Question

The rate constant ${{k}_{1}}$ of a reaction is found to be double that of rate constant ${{k}_{2}}$ of another reaction. The relationship between corresponding activation energies of the two reactions at same temperature $({{E}_{1}}\text{ }and\text{ }{{E}_{2}})$ can be represented as:
A. ${{E}_{1}}>{{E}_{2}}$
B. ${{E}_{1}}<{{E}_{2}}$
C. ${{E}_{1}}={{E}_{2}}$
D. ${{E}_{1}}\approx {{E}_{2}}$

Answer 1

Hint As we know that rate of a reaction is the speed with which a chemical reaction takes place.
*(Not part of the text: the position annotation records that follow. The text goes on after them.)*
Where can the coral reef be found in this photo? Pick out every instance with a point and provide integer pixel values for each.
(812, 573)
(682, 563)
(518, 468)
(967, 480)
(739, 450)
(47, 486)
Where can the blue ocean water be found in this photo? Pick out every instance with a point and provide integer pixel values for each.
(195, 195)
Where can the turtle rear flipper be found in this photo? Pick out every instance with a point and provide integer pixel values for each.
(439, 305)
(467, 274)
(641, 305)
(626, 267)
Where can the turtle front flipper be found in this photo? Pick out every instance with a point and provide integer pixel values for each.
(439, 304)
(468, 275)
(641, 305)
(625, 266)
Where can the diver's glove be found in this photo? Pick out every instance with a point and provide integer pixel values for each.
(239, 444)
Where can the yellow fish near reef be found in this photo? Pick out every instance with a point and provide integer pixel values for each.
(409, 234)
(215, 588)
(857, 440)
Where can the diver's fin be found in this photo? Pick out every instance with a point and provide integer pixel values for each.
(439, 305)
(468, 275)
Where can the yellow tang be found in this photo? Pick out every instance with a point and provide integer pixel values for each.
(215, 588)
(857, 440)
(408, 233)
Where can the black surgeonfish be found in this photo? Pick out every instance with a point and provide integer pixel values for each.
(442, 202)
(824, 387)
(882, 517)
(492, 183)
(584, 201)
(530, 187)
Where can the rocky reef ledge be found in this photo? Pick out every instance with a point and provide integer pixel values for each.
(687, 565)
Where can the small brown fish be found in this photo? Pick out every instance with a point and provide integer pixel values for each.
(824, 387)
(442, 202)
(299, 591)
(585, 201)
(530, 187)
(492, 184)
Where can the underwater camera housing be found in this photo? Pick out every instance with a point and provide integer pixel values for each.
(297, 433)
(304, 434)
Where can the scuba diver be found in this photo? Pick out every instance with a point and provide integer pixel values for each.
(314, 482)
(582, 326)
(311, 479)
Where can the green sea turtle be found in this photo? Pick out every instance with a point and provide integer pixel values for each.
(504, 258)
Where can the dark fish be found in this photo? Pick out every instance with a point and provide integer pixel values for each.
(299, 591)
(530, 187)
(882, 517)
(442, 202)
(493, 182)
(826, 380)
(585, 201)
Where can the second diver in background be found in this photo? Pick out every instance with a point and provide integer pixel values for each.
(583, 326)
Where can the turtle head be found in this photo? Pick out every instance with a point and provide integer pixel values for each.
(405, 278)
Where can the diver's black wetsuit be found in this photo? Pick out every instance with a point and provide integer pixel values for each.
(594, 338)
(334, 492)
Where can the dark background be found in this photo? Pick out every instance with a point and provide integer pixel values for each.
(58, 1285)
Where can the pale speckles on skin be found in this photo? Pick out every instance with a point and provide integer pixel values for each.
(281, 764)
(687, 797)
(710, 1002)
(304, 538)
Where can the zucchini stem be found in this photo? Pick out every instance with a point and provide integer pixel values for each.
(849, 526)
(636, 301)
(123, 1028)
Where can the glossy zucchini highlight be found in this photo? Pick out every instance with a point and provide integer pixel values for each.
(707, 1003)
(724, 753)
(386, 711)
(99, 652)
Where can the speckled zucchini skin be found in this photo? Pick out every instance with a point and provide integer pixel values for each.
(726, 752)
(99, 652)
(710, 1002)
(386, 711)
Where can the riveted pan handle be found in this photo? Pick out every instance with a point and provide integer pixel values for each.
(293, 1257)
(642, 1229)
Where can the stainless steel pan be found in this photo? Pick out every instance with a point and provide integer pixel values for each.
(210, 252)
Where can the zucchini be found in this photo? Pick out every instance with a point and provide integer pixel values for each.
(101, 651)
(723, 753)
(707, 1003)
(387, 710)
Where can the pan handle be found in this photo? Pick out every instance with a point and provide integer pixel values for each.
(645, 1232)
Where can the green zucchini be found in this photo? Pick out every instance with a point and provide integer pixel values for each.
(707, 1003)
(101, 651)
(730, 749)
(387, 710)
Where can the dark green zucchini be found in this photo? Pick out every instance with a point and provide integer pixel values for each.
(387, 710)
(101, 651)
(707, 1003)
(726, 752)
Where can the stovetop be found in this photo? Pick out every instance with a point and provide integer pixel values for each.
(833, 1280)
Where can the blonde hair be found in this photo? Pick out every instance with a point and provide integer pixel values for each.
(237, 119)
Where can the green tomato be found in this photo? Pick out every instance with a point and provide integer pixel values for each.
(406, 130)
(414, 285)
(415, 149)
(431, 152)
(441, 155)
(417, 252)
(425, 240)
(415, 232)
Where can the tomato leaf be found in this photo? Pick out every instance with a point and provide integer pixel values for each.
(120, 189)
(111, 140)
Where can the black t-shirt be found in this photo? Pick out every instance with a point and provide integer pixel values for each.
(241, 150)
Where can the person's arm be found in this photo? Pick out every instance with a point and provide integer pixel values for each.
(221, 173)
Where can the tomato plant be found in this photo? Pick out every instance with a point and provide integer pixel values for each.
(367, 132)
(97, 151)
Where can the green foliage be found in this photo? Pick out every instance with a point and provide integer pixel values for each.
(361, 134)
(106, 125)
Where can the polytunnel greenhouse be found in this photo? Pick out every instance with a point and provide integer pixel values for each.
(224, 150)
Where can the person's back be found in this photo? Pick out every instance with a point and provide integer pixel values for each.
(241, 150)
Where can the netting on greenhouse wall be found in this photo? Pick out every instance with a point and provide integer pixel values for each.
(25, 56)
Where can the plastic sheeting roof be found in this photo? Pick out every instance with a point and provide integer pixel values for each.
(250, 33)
It is found that the rate constant doubles for the reaction, this means that the rate constant for the first reaction will be equal to twice the rate constant for the second reaction.

Complete Step by step solution:
- As we know that the expression for the Arrhenius equation is given by the equation:
\[k=A{{e}^{\dfrac{-Ea}{RT}}}\]
- It is found that when the activation energy increases, the rate constant of the reaction decreases. The rate constant of first reaction is found to double that of the rate constant of the second reaction.
- Therefore, the activation energy of the first reaction is less than that of the second reaction that is ${{E}_{1}}<{{E}_{2}}$.

- Hence, we can conclude that the correct option is (b), that is the relationship between corresponding activation energies of the two reactions at same temperature $({{E}_{1}}\text{ }and\text{ }{{E}_{2}})$can be represented as: ${{E}_{1}}<{{E}_{2}}$.

Note: As we know that activation energy can be calculated using different methods. The Arrhenius equation can be used to measure it, and also when the rate constant and the two temperatures are known. We must remember to convert the temperature into kelvin while calculating the activation energy.